1. Test our your soldering techniques on some wire or components you won't need before jumping into soldering the crucial parts.

2. Cut the Neopixels in the middle of the three copper oblongs. These are what you'll be soldering to. I cut too much on one side on the first cut, so I had toss that LED and adjust my code for 59 pixels instead of 60.

You should end up with 6 equal strips of neopixels.

1. I plotted out where I wanted my LED strips to go using pins. Mark where the top and bottom of the LEDs will be, as this is where your wires will go.

1. I drilled holes on the top and bottom of the front panel of the hat. This is where the wires will thread through, and also helps secure the LEDs in place.

2. Solder the wires onto the Blend Micro. Black wires into the GND holes, red wire into the V33 hole, and green wire into pin 8.

1. Use wire stripper to strip a portion of your wires. Tin the ends of the wires so it'll be easier to solder the wires to the LEDs.
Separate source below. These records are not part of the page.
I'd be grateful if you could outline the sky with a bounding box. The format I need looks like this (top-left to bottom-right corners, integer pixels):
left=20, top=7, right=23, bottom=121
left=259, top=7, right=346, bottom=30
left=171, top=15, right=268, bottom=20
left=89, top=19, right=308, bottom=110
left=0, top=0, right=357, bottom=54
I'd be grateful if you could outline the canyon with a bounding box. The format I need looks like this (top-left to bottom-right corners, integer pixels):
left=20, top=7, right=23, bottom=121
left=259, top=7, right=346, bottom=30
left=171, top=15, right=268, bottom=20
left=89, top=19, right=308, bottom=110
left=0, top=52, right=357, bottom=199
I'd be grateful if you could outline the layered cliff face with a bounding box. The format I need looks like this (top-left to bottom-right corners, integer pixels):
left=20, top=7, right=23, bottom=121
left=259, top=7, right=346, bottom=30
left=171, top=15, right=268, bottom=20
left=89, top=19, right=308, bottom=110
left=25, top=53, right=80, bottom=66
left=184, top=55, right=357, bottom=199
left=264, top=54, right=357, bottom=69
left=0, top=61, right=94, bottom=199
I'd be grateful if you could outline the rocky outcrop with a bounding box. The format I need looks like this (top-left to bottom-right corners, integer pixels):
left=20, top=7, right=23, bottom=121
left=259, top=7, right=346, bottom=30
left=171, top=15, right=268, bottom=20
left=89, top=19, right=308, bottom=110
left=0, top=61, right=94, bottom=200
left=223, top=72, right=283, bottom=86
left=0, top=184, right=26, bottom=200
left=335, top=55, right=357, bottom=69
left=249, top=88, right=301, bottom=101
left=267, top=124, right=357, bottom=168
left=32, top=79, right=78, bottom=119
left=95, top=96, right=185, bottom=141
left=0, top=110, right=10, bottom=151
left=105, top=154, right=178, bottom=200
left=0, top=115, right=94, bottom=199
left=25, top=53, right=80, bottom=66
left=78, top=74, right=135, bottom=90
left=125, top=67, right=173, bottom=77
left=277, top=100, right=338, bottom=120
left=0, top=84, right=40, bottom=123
Also tin the copper strips on the ends of the LEDs, making sure to keep the strips separate.

1. Make sure the wires you cut are long enough to go through your holes by pushing them into the holes. Put the wires into the holes using a snake-like pattern. I used clips to secure the wires so they didn't fall out of the holes.

1. The next step is soldering your pieces together. I soldered bits at a time, and when I got the battery pack soldered to the arduino I checked to make sure it was getting power using the volt meter. When you are doing this, make sure any stray ground and power cords are not touching each other! Then when I soldered the first set of LEDs, I downloaded the strandtest that comes with the neopixel example library, and powered on the LEDs. You should see them light up, and if not check your connections before moving on. Troubleshooting: If you've checked your connections and still have no LEDs lit, load the blink test and make sure the onboard LED on the arduino is blinking. You can find this in file -> examples -> 01. basics -> blink

2. I repeat the process of soldering a new LED strand, and then turning power on to see if the LEDs are properly connected.

3. When you are finished and have tested all LEDs, use shrink wrap or electrical tape to protect yourself from any exposed wires. This will also help decrease oxidation of the wires, which will make your project last longer.

4. Optional: Make a housing at the top of the hat to protect your wires from detaching to components. I used cardboard and rubber bands. This would be a perfect time to use a circuit board, but I was running short on time.

5. Trace around your hat onto a piece of cardboard to make your secret hatch. Cut around this, only slightly larger than your tracing.

6. Hot glue a piece of fabric to the cardboard to make it look a little better.

7. Drill a hole on one side of the cardboard/fabric, and place a piece of yarn/twist tie/cut rubber band as a holder to open/close it.

8. My top hat was to large for me, so I added some padding around the bottom.

• Load up your programs, type in the filename of your sound file and enjoy!